The neural network will output the closing price as a function of all the different car features shown previously.

For this approximation example, the neural network is composed of:

Scaling layer.
Perceptron layers.
Unscaling layer.

The scaling layer transforms the original inputs to normalized values. In this case, we set a mean and standard deviation scaling method so that the input values have a mean of 0 and a standard deviation of 1.

Following this, two perceptron layers are added to the neural network. This number of layers is enough for most applications. The first layer has 15 inputs and 3 neurons, while the second layer consists of 3 inputs and 1 neuron.

The unscaling layer transforms the normalized values from the neural network into the original outputs. In this instance, the mean and standard deviation unscaling method will also be used.

The next figure shows the resulting network architecture.

4. Training strategy

The next step is selecting an appropriate training strategy to define what the neural network will learn. A general training strategy is composed of two concepts:

A loss index.
An optimization algorithm.

The loss index chosen is the normalized squared error with L1 regularization. Although the default loss index for approximation problems includes L2 regularization, we obtain a lower selection error with L1 regularization in this case.

The optimization algorithm chosen is the quasi-Newton method. This optimization algorithm is the default for medium-sized applications like this one.

Once we have set the strategy, we can train the neural network. The following chart shows how the training (blue) and selection (orange) errors decrease with the training epoch during the training process.

The most important training result is the final selection error. Indeed, this is a measure of the generalization capabilities of the neural network. Here, the final selection error is Selection error = 0.109 NSE.

5. Model selection

The objective of model selection is to find the network architecture with the best generalization properties. We want to improve the final selection error obtained before (0.209 NSE).

The best selection error is achieved using a model whose complexity is the most appropriate to produce an adequate data fit. Consequently, order selection algorithms are responsible for finding the optimal number of perceptrons in the neural network.

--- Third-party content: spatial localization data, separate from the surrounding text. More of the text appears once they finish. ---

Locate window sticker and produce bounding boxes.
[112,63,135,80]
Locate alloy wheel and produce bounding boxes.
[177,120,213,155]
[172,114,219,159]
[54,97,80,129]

As we can see, the final training error always decreases with the number of neurons. However, the final selection error takes a minimum value at some point. Here, the optimal number of neurons is 8, corresponding to a 0.0974 selection error.

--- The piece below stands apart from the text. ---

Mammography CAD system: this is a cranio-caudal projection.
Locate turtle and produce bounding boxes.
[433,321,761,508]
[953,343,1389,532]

The following figure shows the optimal network architecture for this application.

6. Testing analysis

The objective of the testing analysis is to validate the generalization performance of the trained neural network. During this process, the testing phase involves comparing the values provided by this technique to the observed values.

A standard testing technique in approximation problems is to perform a linear regression analysis between the predicted and the real values using an independent testing set. The next figure illustrates a graphical output provided by this testing analysis.

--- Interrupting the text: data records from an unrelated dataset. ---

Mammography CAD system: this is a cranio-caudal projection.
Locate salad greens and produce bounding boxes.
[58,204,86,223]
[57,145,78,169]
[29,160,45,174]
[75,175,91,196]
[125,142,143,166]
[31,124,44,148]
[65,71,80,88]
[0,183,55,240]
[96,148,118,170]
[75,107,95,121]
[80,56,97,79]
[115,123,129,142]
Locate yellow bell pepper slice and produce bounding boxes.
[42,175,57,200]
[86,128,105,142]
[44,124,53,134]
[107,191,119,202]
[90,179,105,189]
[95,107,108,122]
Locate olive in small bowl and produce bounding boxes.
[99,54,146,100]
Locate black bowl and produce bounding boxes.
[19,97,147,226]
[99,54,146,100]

From the above chart, we can see that the neural network is predicting the entire range of car price data well. The correlation value is R2 = 0.937, indicating the model has a reliable prediction capability.

7. Model deployment

The model is now ready to estimate the price of a certain car with satisfactory quality over the same data range.

We can plot a directional output of the neural network to see how the price varies with a given input for all other inputs fixed. The next plot shows the car price as a function of the engine size through the following point:

symboling: 2
fuel_type: “Diesel”.
aspiration: “turbo”.
drive_wheel: “rwd”.
wheel_base: 98.8 in.
car_length: 174 in.
car_width: 65.9 in.
car_height: 53.7 in.
curb_weight: 2560 lb.
engine_type: “dohc”.
cylinder_number: 4.
engine_size: 127 cc.
bore_ratio: 3.33.
stroke: 3.26 in.
compression_ratio: 10.1.
horse_power: 104 hp.
peak_rpm: 5130 rpm.
city_mpg: 25.2 mpg.
highway_mpg: 30.8 mpg.

The car_price.py contains the Python code for the car price.

References

Kaggle Machine Learning Repository. Car Price Assignment Data Set.